Journalistically I ought to, have to, need to, keep an open mind, but every fibre of my unaligned being is just screaming 'BULLSHIT!' I've been to Lourdes and I've seen the cast-off crutches hanging in front of the holy grotto and strangely, I didn't believe that material anecdotal evidence either. Oh, did I mention that Simone Moro uses the stuff?

But the funny thing is, a small voice in the quiet corner of the mental auditorium, just behind the curtains over the fire exit, keeps whispering: 'Wouldn't it be great if it really did work? We don't understand everything in the world.' And, most persuasively: 'Wouldn't it be great to fix your elbow without evil friction massage and anti-inflamatories and rehab, because then you could lift your bike over stiles again and ride more footpaths.'

And that would be a proper miracle. A fabric that lets you ride footpaths more easily. So I have my fingers crossed, even the broken one that isn't broken because that would be annoying, and when the 80-quid or whatever elbow brace thing arrives I'll dutifully wear the thing and see what happens.

But I'll ride the bloody footpaths anyway. That's what they're there for, miracle fabric or no.

Monday, 9 November 2009

Cracking day...

Had a cracking ride in the Peak yesterday with a big group of folk from the STW forum. Started with quite low expectations - cynical, me - but it turned out to be an ace day in bright autumnal sunshine with just a hint of crispness in the air.

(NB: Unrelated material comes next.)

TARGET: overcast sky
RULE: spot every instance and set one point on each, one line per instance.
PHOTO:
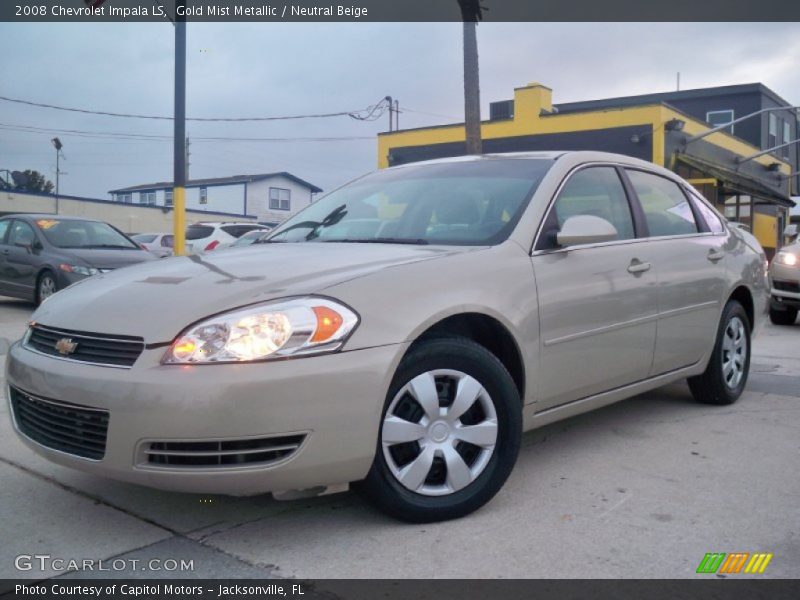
(240, 70)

Not a fast ride. Not a long ride. Not even a particularly difficult one, but a mix of old and new faces, a consistent pace with stops that were never quite too long and some ace trails - Shooting Cabin, the gnarly bit above the Hayfield campsite descent, the rooty thing off Chinley Churn for three - and getting to know new people all made it a lovely day and all the more lovely for being quite unexpectedly so.

Thanks all, that was great.

Thursday, 5 November 2009

Aftermath... And grippy ice.

It's a grim time of year to be my washing machine. Or my kitchen floor. Or my bath for that matter. Everything is covered in a grating, crunching, indestructible layer of Peak grit that's migrated in with bikes, boots, clothes and body.




There's no escape. Follow the grit trail down the stairs into the kitchen. Across the bathroom. And in a stunning demonstration of its Houdini-like properties, down the back of the leather Ikea Poang chair in the corner of the kitchen.

Damage limitation means undressing in the shower after rinsing grit off leggings and shorts first, then tippy-toed rushing down stairs to the washing machine for minimal floor splatter. And outside the pile of grit from hosed-down bikes is growing into a small, scaled-down replica of the Cairngorms and vegetation is starting to sprout there again.




It's all strangely, comfortingly familiar and will be for the next six months or so. Six months of changing brake pads and chains and chain rings. Of throwing-star jockey wheels. And ride soundtracks that ring like sandpaper being run over every part of your bike, because of course, that's pretty much what's happening.

But the pay-off is trails that are rideable all year round. No gloopy, clinging mud here, just a gritty slurry that rinses off in seconds. And grim, smiley, gritted-teeth rides with mates that are all the more satisfying for being conducted in the abrasive face of Peak winter.




And somewhere in the middle of it all will be the sparkly, special days when temperatures fall below zero and the trails freeze into sandpaper ribbons of frozen velcro. And even the ice with its core of powdered quarzite clings desperately to tyre knobs in a way that makes you imagine each tiny ruggosity being torn individually away.




And why does just thinking about that make me grin like a muppet. New washing machine please.